The women next door had finished being white doves and were collecting their bags and hugging each other and laughing, preparing to leave. One day I would be an old woman, and all the painful parts of my life would be over. I would be a flying white dove.

‘I'm sorry, because I should have told you about him, but I just can't, yet. That's why I wrote the song. It was a way of saying how I feel.'

She picked up the spoon and began mixing the cake batter.

There was a shabby kitchen at twilight, there was a table, and two girls, and a cat, and apples came into it somewhere. They looked like pomegranates in a certain light, if you squinted your eyes and used your imagination. They could remind you of death if you wanted them to, those apples, or pomegranates. They reminded you of folly.

There were bananas and flour and a cat licking cake mix from the bowl. There was a girl who knew about death and wouldn't say, and another girl who knew nothing. This girl could have gone to the other and said,
I am so, so sorry. I was completely in the wrong.

But she didn't. She was like a car without a handbrake. She was on a hill and about to roll down, about to gather speed and crash. She was an accident waiting to happen.

‘That message Rocco sent you …
What's this people keep telling me about a girl?
Or something. Why should they think he needs to know?'

She put down the wooden spoon and shook her head, as if she couldn't believe it. ‘You read
a text sent to me!'

But I pressed on.

‘You said a “friend”. You mean, like a
boy
friend.'

‘Yes, if you must know.

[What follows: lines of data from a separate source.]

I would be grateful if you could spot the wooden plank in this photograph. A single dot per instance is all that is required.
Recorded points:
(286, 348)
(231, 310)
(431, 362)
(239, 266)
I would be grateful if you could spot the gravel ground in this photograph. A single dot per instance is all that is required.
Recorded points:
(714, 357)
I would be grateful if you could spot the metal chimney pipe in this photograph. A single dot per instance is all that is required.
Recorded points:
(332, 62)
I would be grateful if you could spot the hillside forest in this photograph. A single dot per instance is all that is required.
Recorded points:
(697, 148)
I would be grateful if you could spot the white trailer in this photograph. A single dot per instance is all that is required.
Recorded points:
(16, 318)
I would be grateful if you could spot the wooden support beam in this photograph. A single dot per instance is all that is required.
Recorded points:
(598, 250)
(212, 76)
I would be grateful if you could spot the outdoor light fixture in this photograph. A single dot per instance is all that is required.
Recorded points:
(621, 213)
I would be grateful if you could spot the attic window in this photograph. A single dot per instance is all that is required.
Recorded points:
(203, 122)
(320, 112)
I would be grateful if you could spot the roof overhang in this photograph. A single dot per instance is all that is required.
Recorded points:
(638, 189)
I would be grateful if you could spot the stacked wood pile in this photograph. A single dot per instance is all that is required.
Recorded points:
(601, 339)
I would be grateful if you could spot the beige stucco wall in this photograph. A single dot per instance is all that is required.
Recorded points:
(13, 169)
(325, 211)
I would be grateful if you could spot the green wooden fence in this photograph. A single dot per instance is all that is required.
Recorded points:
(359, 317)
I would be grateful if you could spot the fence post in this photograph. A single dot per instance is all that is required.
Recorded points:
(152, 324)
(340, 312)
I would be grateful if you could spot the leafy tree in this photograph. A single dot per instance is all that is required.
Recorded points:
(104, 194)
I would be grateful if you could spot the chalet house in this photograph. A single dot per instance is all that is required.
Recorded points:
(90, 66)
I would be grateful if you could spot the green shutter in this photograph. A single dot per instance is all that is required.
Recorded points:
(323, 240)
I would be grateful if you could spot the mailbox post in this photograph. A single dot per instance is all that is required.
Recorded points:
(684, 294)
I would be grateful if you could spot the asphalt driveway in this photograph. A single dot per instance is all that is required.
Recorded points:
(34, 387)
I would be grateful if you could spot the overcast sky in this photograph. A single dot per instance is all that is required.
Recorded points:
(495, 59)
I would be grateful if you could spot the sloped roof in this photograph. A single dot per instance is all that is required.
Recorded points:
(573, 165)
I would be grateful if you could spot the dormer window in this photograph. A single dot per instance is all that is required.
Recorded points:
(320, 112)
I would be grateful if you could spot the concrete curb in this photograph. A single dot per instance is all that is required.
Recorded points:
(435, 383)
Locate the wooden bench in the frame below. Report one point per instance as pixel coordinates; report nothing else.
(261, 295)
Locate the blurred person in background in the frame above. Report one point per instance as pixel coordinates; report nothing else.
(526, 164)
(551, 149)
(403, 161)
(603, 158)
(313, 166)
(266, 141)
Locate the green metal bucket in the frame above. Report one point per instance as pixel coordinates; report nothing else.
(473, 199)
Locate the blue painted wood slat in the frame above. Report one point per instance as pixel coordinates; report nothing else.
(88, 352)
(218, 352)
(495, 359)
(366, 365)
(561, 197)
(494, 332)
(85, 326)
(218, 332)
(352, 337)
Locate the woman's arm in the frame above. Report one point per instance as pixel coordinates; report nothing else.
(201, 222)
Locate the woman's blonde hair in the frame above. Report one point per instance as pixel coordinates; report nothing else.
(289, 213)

A
boyfriend
.'

The cat jumped down from the table.

The lights went out in the room across the way.

I looked at Flynn but she wouldn't meet my eye.

‘But where
is
he, if he hasn't come back yet? And is he coming back to you? I mean, are you still on with him or anything?'

‘If you
must
know, we're still
friends
.' Flynn spoke as if she was pounding rocks to smithereens. ‘And because he was going overseas for a year we decided we'd leave each other free for that time. I mean, long-distance relationships are
difficult
, aren't they? And
yes
, when he comes back I'll
see
him. And I don't know
what
will happen! Does
that
satisfy your curiosity? Or do you want to control my
whole
life
?'

She slammed the cake into the oven.

‘Anyway, I bet there are things about yourself you haven't told
me
,' she went on.

I went to the window and looked out into the dark, narrow space between the buildings. It was so empty, so devoid of light.

‘I'm sorry,' I said. Though what I was sorry for I didn't know.

That day I told her about my first year at university – about my
madness,
as I called it. I told her about my anger, my illogical fury at receiving a high distinction for my essay. I told her about Molly's accident and how it had been
all my fault
. I told her about my father's defection from the family, but not about falling in love with Morgan.

And then I told her about ‘The Tablets' that had worked such wonders, and made me not care about anything at all.

She looked at me rather dubiously. I'd suspected that she would, which was why I'd not said anything before.

She said, 'Don't people get addicted to those things?'

‘Well, I didn't,' I said, defensively. ‘I think they helped me a lot. They helped me to think clearly and rationally again. They got rid of all the static in my head.'

I teetered on the edge of hostility.

We looked at each other. Neither of us could think what to say. It was like some sort of standoff. I wondered if we could ever make each other happy again.